First published Saturday Standard, July 27, 2018. Kindly reproduced here with permission from the Standard Group
It has been six days since the bulldozers and tippers tore up 2,000 homes in Kibra. The Multi-Sectoral Committee on Unsafe Structures under the Transport Ministry have now declared their intention to take the same action in ten other neighborhoods within the next two weeks. The question many of us who believe in human dignity are asking, is there an alternative way of managing our urban space challenges?
While neither the state nor civic organisations have accurately captured the full displacement of the forced evictions in Kibra, some facts are known. KURA had counted 2,000 households in the 600 meter stretch of the missing road link in the previous week. Rough projections suggest at least 10,000 men, women and children were made home-less this week. Seven schools were either demolished or affected, leaving at least 2,000 children school-less. At least ten community centers, clinics and places of worship were destroyed, leaving the community resource-less. The cost to this neighborhood has been high.
Walking in the wake of powerful bulldozers and the National Police Service this week, I failed to see any other arm of Government. There were no education officers advising parents where to take their children to schools. There were no housing officers registering people for the housing plans we hear, will form part of the Four Pillars. There were no offers of temporary shelter or advice of places to relocate to.
There was no mobile Huduma centre to assist people with lost national identification papers or humanitarian officers and first aid responders in case someone got hurt or went missing. There were no trauma counsellors to assist those that might have been disturbed by the destruction of their homes and livelihoods. The list of people affected by the road project was not used to assess the different impact on the elderly, people with disabilities or special needs.

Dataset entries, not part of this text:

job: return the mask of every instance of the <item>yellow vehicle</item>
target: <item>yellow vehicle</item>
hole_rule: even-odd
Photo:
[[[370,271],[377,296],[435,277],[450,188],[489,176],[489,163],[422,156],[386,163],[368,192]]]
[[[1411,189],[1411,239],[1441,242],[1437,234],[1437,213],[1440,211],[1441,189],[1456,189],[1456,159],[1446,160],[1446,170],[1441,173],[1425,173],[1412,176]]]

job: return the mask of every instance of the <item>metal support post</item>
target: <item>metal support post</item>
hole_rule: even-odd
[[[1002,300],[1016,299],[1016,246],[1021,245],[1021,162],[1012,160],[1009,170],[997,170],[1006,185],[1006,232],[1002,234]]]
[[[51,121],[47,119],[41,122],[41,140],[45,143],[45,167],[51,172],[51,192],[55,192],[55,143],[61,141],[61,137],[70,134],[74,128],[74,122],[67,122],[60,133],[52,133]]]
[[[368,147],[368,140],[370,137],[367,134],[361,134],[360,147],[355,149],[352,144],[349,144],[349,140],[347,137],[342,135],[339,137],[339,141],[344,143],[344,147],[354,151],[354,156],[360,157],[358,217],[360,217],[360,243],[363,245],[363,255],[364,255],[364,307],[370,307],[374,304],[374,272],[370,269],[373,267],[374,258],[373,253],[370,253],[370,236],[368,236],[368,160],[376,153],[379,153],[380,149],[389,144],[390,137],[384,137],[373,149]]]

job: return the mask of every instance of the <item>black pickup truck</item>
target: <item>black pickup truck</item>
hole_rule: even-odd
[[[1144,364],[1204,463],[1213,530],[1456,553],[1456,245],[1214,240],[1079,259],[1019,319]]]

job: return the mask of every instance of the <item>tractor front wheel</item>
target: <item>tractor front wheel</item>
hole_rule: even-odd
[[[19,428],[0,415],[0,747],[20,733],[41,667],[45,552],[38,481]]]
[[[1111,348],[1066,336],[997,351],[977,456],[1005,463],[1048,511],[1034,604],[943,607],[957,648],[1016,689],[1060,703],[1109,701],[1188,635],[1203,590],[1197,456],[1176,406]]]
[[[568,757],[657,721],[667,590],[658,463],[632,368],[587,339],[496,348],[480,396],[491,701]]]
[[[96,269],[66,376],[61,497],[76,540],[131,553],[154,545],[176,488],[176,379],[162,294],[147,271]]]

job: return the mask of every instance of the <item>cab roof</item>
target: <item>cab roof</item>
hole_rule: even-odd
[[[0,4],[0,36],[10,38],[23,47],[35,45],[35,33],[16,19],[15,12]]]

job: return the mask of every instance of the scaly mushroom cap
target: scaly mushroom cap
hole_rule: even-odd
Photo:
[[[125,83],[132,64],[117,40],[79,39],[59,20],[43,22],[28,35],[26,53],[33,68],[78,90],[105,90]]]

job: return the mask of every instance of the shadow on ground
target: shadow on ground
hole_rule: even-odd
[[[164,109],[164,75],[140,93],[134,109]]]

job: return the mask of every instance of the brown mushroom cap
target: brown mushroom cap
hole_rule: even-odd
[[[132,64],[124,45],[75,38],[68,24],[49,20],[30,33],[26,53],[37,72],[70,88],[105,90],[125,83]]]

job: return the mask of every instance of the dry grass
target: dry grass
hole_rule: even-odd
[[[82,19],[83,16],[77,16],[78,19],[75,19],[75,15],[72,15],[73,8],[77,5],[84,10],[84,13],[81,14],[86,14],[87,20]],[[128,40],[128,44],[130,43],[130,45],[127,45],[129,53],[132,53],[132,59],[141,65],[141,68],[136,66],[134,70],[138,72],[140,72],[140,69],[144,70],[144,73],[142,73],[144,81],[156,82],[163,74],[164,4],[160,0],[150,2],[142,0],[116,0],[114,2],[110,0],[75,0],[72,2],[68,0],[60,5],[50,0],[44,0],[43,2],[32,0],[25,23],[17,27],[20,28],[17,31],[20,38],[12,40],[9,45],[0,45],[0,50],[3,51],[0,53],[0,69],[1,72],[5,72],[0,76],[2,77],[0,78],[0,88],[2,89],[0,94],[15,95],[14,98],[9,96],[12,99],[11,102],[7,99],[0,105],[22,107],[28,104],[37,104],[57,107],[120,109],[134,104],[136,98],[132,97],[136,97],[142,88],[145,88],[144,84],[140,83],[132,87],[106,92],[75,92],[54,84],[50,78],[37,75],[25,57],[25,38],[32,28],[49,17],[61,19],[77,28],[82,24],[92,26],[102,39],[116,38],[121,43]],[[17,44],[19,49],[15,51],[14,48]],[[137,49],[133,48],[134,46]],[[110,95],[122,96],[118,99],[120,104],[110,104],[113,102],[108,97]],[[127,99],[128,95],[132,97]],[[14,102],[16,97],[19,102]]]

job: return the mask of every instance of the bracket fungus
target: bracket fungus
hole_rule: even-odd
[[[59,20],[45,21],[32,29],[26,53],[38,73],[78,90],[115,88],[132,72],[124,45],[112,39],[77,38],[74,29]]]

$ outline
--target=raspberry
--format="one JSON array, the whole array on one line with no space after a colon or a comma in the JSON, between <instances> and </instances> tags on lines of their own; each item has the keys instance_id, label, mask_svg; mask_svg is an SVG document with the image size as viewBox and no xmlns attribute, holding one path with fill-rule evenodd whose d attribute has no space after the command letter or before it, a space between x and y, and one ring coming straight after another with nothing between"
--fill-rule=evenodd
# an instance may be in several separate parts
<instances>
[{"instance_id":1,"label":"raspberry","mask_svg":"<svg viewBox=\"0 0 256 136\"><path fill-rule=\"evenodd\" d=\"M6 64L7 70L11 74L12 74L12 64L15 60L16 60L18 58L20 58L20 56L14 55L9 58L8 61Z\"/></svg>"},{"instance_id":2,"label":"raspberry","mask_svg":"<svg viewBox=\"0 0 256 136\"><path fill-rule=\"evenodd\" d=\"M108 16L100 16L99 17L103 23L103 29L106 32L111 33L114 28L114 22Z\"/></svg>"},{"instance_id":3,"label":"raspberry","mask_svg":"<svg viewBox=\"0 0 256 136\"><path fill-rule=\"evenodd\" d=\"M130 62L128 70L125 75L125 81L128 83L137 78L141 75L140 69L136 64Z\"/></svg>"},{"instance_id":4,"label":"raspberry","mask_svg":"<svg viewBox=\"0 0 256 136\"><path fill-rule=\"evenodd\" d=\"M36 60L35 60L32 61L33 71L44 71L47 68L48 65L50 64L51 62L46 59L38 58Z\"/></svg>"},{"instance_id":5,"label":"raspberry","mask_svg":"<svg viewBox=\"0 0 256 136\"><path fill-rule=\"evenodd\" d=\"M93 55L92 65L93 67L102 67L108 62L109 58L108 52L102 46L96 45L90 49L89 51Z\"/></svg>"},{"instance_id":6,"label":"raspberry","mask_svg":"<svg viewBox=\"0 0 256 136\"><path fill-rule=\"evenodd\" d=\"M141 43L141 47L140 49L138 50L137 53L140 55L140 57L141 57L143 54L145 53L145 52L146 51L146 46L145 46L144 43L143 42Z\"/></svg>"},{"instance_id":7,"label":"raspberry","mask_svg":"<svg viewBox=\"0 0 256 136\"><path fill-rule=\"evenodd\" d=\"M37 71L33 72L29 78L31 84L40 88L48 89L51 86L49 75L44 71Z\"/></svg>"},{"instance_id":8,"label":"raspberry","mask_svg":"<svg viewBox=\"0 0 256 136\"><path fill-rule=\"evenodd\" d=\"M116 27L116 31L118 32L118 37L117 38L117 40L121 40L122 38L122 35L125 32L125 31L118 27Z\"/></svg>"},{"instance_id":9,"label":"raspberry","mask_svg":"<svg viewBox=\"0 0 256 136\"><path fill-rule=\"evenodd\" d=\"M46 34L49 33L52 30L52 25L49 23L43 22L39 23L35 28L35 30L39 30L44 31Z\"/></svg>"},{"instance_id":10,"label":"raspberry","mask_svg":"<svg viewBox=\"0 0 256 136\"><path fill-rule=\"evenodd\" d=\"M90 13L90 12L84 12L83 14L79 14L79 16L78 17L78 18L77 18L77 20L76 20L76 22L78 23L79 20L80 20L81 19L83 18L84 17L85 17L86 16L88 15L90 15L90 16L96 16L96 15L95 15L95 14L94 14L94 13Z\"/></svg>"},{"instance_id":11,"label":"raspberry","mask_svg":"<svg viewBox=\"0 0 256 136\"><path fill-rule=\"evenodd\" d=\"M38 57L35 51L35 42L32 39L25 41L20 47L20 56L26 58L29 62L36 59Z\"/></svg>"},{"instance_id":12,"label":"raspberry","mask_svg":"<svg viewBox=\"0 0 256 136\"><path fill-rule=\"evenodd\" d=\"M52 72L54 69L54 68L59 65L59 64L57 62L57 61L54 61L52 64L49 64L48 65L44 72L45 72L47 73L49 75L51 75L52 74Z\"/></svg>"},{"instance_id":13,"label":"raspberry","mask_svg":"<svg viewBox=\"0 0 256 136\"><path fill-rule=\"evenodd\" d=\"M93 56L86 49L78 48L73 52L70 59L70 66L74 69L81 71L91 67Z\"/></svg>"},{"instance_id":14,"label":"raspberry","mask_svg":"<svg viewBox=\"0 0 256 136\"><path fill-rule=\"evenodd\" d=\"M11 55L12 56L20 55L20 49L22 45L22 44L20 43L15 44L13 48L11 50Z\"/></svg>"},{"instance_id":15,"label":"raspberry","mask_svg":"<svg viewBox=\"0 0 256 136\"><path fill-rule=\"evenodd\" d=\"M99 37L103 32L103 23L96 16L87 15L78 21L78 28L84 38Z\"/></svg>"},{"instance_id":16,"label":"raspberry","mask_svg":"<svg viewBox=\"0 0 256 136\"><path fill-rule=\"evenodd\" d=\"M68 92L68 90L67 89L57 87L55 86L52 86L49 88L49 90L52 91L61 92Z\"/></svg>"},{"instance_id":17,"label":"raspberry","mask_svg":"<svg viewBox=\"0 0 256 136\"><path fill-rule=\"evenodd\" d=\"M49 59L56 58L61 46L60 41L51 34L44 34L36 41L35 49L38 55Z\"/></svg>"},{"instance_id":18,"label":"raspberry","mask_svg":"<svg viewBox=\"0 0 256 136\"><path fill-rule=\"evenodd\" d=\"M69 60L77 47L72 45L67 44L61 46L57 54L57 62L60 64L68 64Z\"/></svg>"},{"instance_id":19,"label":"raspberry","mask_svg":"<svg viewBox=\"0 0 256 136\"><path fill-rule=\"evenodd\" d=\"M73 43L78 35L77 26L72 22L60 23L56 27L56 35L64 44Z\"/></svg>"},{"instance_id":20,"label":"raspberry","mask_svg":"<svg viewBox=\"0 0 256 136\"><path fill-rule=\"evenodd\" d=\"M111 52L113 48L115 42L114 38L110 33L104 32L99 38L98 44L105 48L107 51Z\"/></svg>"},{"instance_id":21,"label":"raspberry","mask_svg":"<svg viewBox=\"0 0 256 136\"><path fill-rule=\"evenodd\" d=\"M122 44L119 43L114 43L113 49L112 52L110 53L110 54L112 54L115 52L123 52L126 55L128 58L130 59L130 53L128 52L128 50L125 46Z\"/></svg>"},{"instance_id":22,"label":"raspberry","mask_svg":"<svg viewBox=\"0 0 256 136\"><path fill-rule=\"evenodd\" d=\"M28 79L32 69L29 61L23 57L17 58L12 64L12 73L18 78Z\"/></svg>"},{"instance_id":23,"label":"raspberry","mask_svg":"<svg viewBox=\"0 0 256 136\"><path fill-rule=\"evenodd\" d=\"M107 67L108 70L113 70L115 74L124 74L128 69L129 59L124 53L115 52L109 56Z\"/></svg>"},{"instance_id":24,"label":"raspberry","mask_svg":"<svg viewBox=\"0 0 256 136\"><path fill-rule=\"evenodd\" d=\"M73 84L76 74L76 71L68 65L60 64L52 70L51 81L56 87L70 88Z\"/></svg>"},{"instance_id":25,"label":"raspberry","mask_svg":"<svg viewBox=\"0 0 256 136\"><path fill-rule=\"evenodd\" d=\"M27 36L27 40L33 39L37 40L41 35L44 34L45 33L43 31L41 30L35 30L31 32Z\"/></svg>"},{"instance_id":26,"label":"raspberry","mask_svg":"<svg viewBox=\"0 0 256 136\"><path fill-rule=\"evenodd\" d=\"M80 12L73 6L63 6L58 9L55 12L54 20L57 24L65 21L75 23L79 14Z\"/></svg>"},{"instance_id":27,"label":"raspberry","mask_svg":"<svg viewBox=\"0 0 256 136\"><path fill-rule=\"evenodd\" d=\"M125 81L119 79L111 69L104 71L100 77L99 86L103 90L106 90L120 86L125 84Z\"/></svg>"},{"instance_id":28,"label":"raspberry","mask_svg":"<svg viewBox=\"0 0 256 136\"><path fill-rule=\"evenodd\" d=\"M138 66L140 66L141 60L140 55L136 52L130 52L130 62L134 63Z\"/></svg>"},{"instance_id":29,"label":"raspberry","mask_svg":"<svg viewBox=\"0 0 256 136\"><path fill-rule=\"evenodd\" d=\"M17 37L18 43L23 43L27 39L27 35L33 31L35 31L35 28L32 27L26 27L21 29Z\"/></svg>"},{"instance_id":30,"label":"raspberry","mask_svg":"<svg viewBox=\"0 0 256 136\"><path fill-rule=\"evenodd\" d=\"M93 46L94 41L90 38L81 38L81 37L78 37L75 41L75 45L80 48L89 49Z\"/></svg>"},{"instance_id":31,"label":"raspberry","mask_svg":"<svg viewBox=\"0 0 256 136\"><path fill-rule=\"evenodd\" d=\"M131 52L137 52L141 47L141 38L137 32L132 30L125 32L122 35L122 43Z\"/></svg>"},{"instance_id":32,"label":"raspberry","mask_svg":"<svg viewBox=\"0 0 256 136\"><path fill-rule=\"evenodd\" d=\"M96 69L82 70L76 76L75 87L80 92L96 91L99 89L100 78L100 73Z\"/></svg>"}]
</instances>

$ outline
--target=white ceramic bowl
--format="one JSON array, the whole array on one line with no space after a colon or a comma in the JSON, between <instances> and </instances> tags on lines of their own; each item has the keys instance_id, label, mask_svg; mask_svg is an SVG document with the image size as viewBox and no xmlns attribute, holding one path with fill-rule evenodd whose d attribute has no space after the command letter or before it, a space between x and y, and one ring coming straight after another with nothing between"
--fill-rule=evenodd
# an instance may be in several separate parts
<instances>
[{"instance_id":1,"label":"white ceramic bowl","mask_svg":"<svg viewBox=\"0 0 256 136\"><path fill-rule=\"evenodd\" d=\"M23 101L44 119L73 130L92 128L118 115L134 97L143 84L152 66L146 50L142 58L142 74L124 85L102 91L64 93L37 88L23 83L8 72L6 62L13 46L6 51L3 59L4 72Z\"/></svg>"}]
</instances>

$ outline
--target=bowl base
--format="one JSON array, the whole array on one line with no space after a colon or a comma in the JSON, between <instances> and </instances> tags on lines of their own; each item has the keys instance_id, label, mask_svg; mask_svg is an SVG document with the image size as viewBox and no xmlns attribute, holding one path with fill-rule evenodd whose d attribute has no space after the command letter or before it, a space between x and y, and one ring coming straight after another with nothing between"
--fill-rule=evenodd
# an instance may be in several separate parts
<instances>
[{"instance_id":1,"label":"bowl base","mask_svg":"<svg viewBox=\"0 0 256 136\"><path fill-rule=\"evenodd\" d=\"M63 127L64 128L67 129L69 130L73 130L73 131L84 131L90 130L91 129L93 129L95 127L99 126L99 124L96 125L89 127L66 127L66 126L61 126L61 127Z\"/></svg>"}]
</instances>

This is not to say that the Government did not invest thought and resources. 600 armed police officers were woken up in the middle of the night and ferried at dawn to Kibra. Bulldozers, excavators and tippers worth at least 16, 12 and 90 million shillings respectively were deployed to displace this otherwise peaceful community. The Transport Ministry literally turned a densely populated neighborhood into a building site as if people were indistinguishable from their property.
Displacement is regulated under an Act of Parliament. The Prevention, Protection and Assistance to Internally Displaced Persons and Affected Communities Act No. 56 of 2012 expressly calls for a human rights approach to displacement in the case of conflict, human rights violations, disasters and large-scale development projects. There are also guidelines on how evictions must be prepared for and managed.
There have been six demolitions of neighborhoods and markets in this month alone. In this context of this fact and our laws and guidelines, the National Government faces an ethical and legal moment. Displacing neighborhoods and homes that have encroached on road reserves, forests and other public spaces requires deeper reflection and corrective action. In light of the announcement of the Multi-Sectoral Committee on Unsafe Structures and the Kenya Urban Roads Authority to repeat the Kibra action in ten other urban neighborhoods, this is now very urgent.
According to the notices, the Transport Ministry is now targeting at least ten other neighborhoods including Deep Sea (Parklands), Accra, Ngara and Kenya Power and Kenya Railway Reserves in Kaloleni, Makongeni, Mbotela, Mutindwa, Dandora and Kenyatta University (Kamae).
Modern highways and modernization projects will not transform community encroachment on public and private land. In the absence of participatory planning and investment in mass housing, we are simply doing what the colonials did. The colonial state displaced poor African subjects to make way for projects that favored their developers and the elites they served. The race bar may have dissolved today, but the class bar remains.
No person deserves to live in an unsafe and poorly serviced environment. To transform the shacks and slum dwellings into dignified and affordable housing, the State must invest in humane ways of relocating communities and mass housing. This week, community, elected and civic leaders and the United Nations raised their voice against the Kibra evictions. Should the Transport Ministry proceed to demolish the ten other neighborhoods, voices of conscience will grow in opposition.
It is time to rethink how the National Government designs and implements community resettlement action plans. Our international and national human rights obligations and our national conscience law requires it. Failure to do this will lead to more forced evictions, torn and displaced communities and overburdened County Governments.
You can take action now to avoid a repeat of the violence we saw in Kibra here.
Post Article note:
KURA has publicly committed to disclosing publicly the list of people that were assessed and the Education Ministry has committed to relocate schools after the public uproar the evictions generated.